Sorry, but I did not misinterpret.
This older style of locking the sprocket is great for maintenance and quick changes, but not so good for longevity. There is very little inboard / outboard play in the as-new setup. Play is introduced as the retainer and shaft eat into each other, esp when the retainer is badly worn as can be seen as steps in the original pic. The 2004+ STs have the more standard, high torque nut to lock down the sprocket laterally. Inboard / outboard play is not a good thing for wear, this is not a slip joint.
Ancient nascar rear differentials have little to do with our application.
A supplementary keeper with the depth that holds the sprocket in place laterally will, however minimally, reduce wear. Given the amount of wear in the OP, something is needed or a total rebuild will be needed.
Have a good one.
Yeah, I've been exactly here, just recently. It's imperative you have slop in your plate centre hole, so that the sprocket can float around a bit. There's no way you will be able to keep it from coming undone otherwise. I made a plate like you have done, spaced it out (so the sprocket sits adjacent the groove in the countershaft, where it normally would) with a couple of washers and bolted and locktited with the 2 bolts through the sprocket. I then took an M8 bolt and washer, fashioned a boss just slightly thicker than the plate I made, and drilled the centre hole in the plate slightly larger than the boss. I find it a bit hard to describe, but what you need to end up with is 1. the plate firmly attached to the sprocket, 2. the M8 bolt firmly locked in to the countershaft (output shaft) and 3. still have the sprocket " floating" on the spline so that all forces, snatching etc is independent of your locking plate - this way there is no strain on it at all - it's just controlling sprocket "end float" if you will.
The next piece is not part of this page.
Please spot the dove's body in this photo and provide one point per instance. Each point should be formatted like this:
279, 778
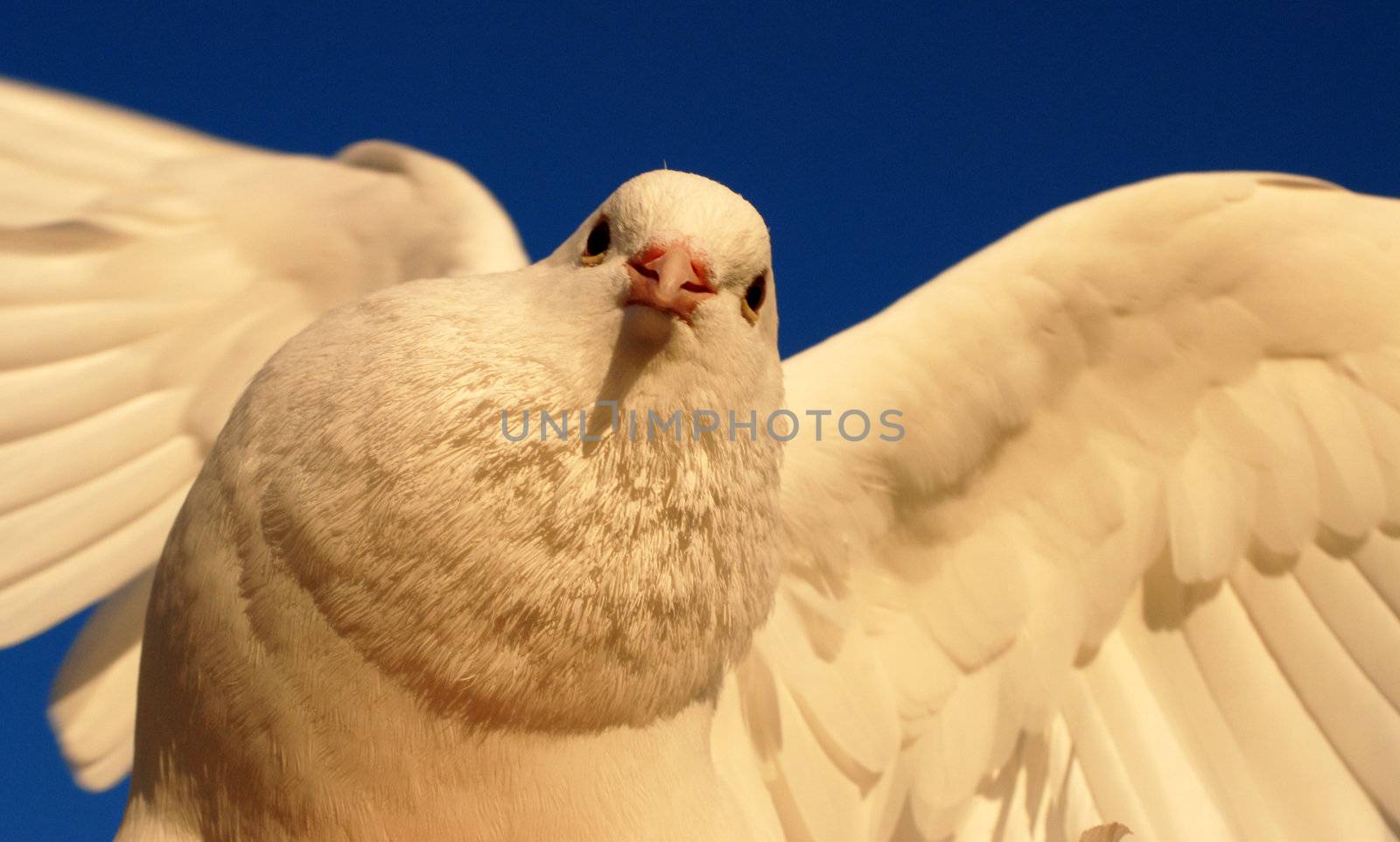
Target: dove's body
469, 636
1134, 559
OK,I'll try and get a pic tonight when I get home from work.Any way you could post some pics? I'm trying to come up with a solution myself and I'm sure it would help the OP and anyone else that is considering this option.
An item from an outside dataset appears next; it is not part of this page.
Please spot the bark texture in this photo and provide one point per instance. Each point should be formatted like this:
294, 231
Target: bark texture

What I was hoping for was a way to reduce rotational slop. Am I correct in thinking that their's no way to control rotational slop without restricting the float. To me, controlling the rotational slop contributes greatly to reducing wear on the locking plate and the splines....Right? Still don't understand why their needs to be a certain amount of float when most other countershaft sprockets on other bikes don't seem to have any.